For 'deep learning', the last I heard, that was tweaking the parameters 'deep' in some big 'neural network', basically a case of nonlinear curve fitting. Somehow I just don't accept that such a 'neural network' is nearly all that makes a human brain work; that is, I'd expect to see some promising 'organization' at a higher level than just the little elements for the nonlinear curve fitting.

E.g., for speech recognition, I believe an important part of how humans do it is to take what they heard, which is often quite noisy and by itself just not nearly enough, and compare it with what they know about the subject under discussion and, then, based on that 'background knowledge', correct the noisy parts of what they heard. E.g., if the subject is a cake recipe for a party for six people, then it's not "a cup of salt" but maybe a cup or two or three of flour. If the subject is the history of US presidents and war, then "I'll be j..." may be LBJ and "sson" maybe "Nixon". Here the speech recognition is heavily from a base of 'subject understanding'. An issue will be, how the heck does the human brain sometimes make such 'corrections' so darned fast.

For image recognition, the situation has to be in part similar but more so: I doubt that we have even a shot at image recognition without a 'prior library' of 'object possibilities': That is, if we are looking at an image, say, from satellite, of some woods and looking for a Russian tank hidden there, then we need to know what a Russian tank looks like so that we can guess what a hidden Russian tank would look like on the image so that we can, then, look for that on the image. Here we have to understand lighting, shadows, what a Russian tank looks like from various directions, etc. So, we are using some real 'human knowledge' of the real thing, the tank, we are looking for.

E.g., my kitty cat has a food tray. He knows well the difference between that tray and everything else that might be around it -- jug of detergent, toaster, bottle of soda pop, decorative vase, a kitchen timer. Then I can move his food tray, and he doesn't get confused at all. Net, what he is doing with image recognition is not just simplistic and, instead, has within it a 'concept' of his food tray, a concept that he created. He's not stupid you know!

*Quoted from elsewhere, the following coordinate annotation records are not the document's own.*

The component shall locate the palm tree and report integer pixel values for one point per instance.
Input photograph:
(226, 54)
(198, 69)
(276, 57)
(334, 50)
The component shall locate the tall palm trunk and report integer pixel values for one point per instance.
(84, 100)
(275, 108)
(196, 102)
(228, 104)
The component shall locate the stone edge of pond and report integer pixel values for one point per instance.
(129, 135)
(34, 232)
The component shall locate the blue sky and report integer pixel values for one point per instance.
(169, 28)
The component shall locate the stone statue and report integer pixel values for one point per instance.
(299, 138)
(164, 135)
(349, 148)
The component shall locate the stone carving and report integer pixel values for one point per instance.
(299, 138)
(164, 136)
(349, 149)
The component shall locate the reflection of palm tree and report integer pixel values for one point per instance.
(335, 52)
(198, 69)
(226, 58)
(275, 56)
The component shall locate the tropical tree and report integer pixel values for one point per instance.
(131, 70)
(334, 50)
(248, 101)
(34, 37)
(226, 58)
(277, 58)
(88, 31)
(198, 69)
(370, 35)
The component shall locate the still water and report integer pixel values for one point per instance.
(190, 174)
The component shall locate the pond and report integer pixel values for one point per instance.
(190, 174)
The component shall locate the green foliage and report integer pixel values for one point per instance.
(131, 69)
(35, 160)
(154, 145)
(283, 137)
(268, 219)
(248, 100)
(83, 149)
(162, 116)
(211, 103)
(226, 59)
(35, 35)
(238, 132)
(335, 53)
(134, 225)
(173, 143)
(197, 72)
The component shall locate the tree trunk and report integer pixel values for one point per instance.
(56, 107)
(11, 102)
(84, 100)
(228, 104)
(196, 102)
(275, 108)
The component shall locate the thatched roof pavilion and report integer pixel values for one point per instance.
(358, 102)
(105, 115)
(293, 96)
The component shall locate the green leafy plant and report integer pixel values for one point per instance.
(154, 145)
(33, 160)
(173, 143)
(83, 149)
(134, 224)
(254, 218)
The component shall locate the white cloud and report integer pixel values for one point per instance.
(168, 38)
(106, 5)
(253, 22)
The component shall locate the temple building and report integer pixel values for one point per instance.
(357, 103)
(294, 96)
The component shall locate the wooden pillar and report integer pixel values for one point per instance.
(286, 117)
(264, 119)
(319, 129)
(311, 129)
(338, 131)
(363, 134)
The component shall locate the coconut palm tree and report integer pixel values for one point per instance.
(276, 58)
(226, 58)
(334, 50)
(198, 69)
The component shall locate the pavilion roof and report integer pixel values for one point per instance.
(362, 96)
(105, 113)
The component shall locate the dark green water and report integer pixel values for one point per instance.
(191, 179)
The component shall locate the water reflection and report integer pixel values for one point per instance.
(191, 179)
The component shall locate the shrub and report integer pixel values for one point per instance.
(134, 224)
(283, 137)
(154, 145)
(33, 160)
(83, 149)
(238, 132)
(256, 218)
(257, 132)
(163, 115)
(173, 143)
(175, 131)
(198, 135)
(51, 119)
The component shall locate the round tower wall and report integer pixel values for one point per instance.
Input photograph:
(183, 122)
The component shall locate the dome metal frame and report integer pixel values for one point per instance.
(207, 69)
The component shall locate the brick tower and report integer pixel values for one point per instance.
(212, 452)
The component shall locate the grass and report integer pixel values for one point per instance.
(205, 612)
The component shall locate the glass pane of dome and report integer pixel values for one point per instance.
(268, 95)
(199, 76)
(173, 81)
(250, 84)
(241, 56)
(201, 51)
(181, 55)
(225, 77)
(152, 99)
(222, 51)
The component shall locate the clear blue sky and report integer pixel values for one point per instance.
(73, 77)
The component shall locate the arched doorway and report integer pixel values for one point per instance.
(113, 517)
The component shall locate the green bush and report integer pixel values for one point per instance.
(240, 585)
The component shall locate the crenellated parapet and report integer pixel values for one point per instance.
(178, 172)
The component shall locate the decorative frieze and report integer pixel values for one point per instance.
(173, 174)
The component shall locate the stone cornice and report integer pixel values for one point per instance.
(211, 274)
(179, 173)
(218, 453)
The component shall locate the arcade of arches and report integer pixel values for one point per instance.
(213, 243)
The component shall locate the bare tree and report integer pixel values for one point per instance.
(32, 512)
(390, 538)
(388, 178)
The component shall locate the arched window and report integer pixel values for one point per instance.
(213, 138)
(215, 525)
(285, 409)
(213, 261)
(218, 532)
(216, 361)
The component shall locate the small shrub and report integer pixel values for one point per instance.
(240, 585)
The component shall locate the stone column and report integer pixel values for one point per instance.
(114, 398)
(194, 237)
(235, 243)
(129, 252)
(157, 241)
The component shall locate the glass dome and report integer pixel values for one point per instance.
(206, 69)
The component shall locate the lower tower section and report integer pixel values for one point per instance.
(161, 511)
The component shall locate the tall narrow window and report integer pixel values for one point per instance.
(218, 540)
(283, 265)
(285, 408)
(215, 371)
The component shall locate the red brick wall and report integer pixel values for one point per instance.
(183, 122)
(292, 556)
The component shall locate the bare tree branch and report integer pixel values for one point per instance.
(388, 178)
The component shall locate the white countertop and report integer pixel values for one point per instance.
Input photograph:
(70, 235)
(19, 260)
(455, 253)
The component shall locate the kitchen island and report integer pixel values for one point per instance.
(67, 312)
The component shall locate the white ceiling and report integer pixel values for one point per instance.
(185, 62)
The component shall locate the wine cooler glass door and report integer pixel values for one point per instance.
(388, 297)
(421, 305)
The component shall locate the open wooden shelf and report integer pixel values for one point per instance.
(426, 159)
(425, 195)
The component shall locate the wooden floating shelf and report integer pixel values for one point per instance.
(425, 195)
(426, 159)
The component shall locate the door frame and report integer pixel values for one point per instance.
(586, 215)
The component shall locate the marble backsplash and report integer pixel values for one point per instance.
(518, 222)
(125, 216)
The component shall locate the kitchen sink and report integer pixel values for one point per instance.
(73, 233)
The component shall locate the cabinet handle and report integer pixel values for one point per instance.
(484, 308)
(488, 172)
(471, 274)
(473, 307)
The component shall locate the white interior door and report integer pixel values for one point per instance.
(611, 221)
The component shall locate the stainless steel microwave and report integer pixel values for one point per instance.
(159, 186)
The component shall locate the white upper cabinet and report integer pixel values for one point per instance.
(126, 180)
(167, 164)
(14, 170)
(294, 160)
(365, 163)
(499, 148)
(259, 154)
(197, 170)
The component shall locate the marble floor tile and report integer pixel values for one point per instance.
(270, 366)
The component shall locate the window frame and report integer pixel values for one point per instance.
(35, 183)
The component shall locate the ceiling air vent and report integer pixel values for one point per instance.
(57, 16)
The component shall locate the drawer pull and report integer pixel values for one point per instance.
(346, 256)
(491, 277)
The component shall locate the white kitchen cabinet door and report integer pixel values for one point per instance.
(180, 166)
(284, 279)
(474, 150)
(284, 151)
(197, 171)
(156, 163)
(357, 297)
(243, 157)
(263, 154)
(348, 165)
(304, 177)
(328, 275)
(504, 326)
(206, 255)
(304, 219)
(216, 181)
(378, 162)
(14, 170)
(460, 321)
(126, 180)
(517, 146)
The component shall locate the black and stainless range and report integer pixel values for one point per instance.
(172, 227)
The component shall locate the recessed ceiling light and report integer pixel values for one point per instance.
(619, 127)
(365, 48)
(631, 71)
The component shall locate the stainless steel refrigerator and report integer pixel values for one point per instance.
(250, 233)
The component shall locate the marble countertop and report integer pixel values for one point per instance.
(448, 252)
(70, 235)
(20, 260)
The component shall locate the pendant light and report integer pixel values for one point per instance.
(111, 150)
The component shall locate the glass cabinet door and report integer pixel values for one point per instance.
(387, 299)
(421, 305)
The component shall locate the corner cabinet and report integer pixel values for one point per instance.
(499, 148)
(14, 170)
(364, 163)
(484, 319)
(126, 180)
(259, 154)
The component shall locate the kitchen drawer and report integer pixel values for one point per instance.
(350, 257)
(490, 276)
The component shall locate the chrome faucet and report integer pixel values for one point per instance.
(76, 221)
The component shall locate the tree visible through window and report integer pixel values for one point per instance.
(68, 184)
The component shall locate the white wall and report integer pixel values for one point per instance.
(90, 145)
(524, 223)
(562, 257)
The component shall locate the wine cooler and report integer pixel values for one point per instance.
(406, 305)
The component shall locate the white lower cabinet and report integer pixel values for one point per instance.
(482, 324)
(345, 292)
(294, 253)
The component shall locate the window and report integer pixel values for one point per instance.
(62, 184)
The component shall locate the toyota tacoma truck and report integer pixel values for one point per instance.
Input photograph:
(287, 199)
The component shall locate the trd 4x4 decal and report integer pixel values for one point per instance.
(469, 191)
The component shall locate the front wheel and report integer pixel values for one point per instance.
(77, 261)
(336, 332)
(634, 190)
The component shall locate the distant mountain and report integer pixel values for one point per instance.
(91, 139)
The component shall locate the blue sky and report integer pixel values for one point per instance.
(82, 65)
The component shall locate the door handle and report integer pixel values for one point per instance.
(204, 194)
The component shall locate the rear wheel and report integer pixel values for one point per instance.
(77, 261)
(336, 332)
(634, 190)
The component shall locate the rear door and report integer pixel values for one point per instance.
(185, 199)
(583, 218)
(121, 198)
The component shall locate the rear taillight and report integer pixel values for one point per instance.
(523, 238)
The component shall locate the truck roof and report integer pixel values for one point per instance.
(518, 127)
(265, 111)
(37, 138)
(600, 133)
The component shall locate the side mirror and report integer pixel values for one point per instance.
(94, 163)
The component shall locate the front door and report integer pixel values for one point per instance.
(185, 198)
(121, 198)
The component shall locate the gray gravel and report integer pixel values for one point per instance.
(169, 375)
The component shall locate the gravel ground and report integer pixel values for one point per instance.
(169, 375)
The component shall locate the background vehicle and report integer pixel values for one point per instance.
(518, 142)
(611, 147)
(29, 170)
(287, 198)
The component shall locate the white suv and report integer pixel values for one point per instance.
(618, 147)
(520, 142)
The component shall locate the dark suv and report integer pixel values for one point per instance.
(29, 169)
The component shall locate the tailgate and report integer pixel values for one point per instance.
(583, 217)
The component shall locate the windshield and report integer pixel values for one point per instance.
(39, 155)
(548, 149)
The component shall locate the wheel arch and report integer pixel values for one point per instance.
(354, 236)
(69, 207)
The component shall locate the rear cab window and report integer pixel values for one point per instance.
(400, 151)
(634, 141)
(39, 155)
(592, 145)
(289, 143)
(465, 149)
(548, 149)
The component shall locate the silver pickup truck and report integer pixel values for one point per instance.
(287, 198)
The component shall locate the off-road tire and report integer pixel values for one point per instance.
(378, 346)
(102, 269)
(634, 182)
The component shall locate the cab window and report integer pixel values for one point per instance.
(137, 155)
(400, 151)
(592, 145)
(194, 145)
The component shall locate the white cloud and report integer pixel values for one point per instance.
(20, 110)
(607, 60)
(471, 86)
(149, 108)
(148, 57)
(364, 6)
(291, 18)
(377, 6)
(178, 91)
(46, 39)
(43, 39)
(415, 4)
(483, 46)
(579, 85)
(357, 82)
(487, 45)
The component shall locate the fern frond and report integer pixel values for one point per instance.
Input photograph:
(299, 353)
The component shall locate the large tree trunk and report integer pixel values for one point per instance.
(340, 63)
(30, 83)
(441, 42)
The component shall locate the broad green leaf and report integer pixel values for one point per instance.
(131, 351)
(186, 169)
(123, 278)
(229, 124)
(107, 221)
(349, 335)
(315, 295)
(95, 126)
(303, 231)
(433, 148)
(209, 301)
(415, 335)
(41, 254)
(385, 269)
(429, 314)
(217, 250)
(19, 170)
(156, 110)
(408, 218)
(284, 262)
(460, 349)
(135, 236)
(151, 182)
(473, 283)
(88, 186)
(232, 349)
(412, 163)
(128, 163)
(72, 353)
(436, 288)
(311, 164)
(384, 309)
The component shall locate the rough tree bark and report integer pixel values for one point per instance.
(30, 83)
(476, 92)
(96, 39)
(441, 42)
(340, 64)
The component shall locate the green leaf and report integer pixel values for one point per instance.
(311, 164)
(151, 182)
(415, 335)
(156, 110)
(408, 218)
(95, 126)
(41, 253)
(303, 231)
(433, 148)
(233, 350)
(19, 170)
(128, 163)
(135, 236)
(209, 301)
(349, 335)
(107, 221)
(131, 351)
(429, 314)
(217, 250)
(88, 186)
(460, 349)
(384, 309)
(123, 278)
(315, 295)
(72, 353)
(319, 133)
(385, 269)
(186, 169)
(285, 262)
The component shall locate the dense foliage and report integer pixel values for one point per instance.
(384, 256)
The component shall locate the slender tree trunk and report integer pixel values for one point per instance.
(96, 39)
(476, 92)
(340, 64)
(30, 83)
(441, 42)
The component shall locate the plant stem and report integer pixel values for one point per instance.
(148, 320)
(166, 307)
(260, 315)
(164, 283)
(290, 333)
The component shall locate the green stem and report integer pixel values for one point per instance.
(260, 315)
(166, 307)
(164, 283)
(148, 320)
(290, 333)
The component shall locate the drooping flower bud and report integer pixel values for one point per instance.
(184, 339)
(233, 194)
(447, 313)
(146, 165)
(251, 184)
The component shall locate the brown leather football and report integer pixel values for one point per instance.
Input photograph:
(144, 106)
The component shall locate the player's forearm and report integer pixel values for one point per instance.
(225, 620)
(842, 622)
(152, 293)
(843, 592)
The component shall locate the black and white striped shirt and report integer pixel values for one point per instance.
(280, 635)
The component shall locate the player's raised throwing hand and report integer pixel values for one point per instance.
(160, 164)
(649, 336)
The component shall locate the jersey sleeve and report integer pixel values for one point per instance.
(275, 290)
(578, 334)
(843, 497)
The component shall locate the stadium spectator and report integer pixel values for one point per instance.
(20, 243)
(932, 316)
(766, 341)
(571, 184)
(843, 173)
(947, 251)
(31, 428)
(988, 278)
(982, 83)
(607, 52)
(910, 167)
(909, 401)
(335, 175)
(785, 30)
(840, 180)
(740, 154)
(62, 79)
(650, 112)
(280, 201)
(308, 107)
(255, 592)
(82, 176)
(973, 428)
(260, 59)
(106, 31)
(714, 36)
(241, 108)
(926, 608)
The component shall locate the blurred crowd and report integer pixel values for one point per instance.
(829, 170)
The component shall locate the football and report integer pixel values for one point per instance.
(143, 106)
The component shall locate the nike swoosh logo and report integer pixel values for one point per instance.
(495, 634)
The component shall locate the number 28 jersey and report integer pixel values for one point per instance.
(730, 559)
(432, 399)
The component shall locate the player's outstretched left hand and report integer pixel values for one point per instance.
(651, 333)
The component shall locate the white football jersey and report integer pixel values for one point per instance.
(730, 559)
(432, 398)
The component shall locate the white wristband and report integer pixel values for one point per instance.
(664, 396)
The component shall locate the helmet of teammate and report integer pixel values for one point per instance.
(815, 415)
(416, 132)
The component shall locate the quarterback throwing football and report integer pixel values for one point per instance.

So, I begin to conclude that for speech and image recognition, e.g., handwriting recognition, we need a large 'base' of 'prior human knowledge' about the 'subject area', e.g., with 'concepts', etc., before we start. That is, we need close to 'full, real AI' just to, say, do well reading any handwriting. From such considerations, I believe we have a very long way to go.

Broadly one of my first cut guesses about how to proceed would be to roll back to something simpler in two respects. First, start with brains smaller, hopefully simpler, than those of humans. Maybe start with a worm and work up to a frog, bird, ..., in a few centuries, a kitty cat! Second, start with the baby animal and see how it learns once it starts to as an egg, once it's born, what it gets from its mother, etc. So, eventually work up to software that could start learning with just "Ma ma' and proceed from there. But can't just start with humans and "Ma ma" because a human just born likely already has somehow built in a lot that is crucial we just don't have a clue about. So, start with worms, frogs, birds, etc.

Another idea for how to proceed is to try for just simple 'cognition' with just text and image input and just text output. E.g., start with something that can diagram English sentences and move from there to some 'understanding', e.g., have made progress enough with 'meaning' that, e.g., know when two sentences with quite different words and grammar really mean essentially the same thing and when they don't mean the same thing report why not and be able to revise one of the sentences so that the two do mean the same thing. So, here we are essentially assuming that AI has to stand on some capabilities with language -- do kitty cats have an 'internal language'? Hmm ...! If kitty cats don't have such an 'internal language', then I am totally stuck!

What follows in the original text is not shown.